T-test detection probability for 20 leakage (Color figure online)

Full size image

As before, the 5 million traces are equally divided into two groups for fixed and random plaintext respectively. The first order t-test does not indicate any leakage (\(|t|<3\)), as expected. Figure 6 shows the t-statistics of the second order t-tests as the number of traces increases in both the stable lab environment and the simulated lab environment noise scenario. In the first experiment in a stable environment, depicted in Fig. 6(a), we compare both tests using global average and moving average. The curve of four tests almost overlap and they perform about the same with about three million traces needed to achieve a t-statistic above 4.5. This shows that paired t-test works as well as unpaired one for constant collection environment. Also, the moving average based tests perform very similar to the global average based tests, with a minor improvement in the relevant many-traces case. Figure 6(b) depicts the results for the experiment with strong environmental fluctuations. The paired MA-t-test performs best and goes beyond 4.5 faster than the unpaired one. The other two tests using global average are still below the threshold with 5 million traces. The paired t-test still clearly outperforms the unpaired t-test. In sum, the paired t-test based on moving average is the most robust to fluctuation and significantly improves the performance of higher order analysis.

6 Conclusion

Welch’s t-test has recently received a lot of attention as standard side channel security evaluation tool. In this work we showed that noise resulting from environmental fluctuations can negatively impact the performance of Welch’s t-test. The resulting increased number of observations to detect a leakage are inconvenient and can, in the worst case, result in false conclusions about a device’s resistance. We proposed a paired t-test to improve the standard methodology for leakage detection. The resulting matched-pairs design removes the environmental noise effect in leakage detection. Furthermore, we showed that moving averages increase the robustness against environmental noise for higher order or multivariate analysis, while not showing any negative impact in the absence of noise. The improvement is shown through mathematical analysis, simulation, and on practical power measurements: both paired and unpaired t-test with and without the moving averages approach are compared for first order and second order analysis.
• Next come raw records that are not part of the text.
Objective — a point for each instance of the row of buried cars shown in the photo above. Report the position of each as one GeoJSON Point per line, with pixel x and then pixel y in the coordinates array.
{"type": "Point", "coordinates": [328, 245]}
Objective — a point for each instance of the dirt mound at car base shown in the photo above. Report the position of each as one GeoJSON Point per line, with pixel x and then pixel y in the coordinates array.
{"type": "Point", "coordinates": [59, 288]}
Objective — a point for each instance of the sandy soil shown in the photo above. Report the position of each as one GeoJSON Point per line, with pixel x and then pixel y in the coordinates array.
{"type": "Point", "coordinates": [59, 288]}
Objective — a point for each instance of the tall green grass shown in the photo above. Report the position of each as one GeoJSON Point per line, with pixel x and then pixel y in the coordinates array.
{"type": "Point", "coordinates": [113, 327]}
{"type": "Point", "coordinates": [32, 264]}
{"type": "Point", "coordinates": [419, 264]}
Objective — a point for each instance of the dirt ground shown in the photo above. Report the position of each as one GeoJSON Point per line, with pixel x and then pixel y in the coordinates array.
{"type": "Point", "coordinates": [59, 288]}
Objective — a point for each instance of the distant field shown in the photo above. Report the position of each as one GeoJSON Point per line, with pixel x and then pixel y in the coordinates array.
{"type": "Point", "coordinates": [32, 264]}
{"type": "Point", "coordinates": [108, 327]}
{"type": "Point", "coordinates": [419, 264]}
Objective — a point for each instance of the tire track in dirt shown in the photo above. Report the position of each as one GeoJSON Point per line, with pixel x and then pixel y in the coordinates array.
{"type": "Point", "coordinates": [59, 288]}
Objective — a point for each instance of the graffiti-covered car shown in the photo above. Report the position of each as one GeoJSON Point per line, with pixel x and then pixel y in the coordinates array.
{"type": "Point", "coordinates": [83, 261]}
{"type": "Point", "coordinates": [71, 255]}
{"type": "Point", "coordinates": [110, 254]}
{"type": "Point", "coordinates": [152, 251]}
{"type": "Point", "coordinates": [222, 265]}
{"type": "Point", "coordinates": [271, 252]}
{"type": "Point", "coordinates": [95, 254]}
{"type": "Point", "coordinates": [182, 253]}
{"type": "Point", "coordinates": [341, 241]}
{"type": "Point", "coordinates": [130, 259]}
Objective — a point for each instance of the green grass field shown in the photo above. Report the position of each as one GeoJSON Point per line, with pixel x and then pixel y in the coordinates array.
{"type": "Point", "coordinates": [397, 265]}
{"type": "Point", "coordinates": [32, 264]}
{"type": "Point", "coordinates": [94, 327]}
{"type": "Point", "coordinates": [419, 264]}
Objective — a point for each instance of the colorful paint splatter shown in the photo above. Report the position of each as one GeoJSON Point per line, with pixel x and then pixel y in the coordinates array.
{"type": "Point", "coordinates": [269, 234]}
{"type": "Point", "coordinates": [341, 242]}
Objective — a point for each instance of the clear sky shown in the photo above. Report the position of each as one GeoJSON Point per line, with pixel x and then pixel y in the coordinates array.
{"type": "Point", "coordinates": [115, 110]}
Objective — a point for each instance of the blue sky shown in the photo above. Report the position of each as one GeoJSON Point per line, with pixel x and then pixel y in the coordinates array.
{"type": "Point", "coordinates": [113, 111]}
Our results show that the proposed (moving average based) paired t-test performed as well or better in all analyzed scenarios. The new method does not increase computational complexity and is numerically more stable than Welch’s t-test. Since our method is more robust to environmental noise and can detect leakage faster than unpaired test in the presence of noise, we propose the replacement of Welch’s t-test with the moving average based paired t-test as a standard leakage detection tool.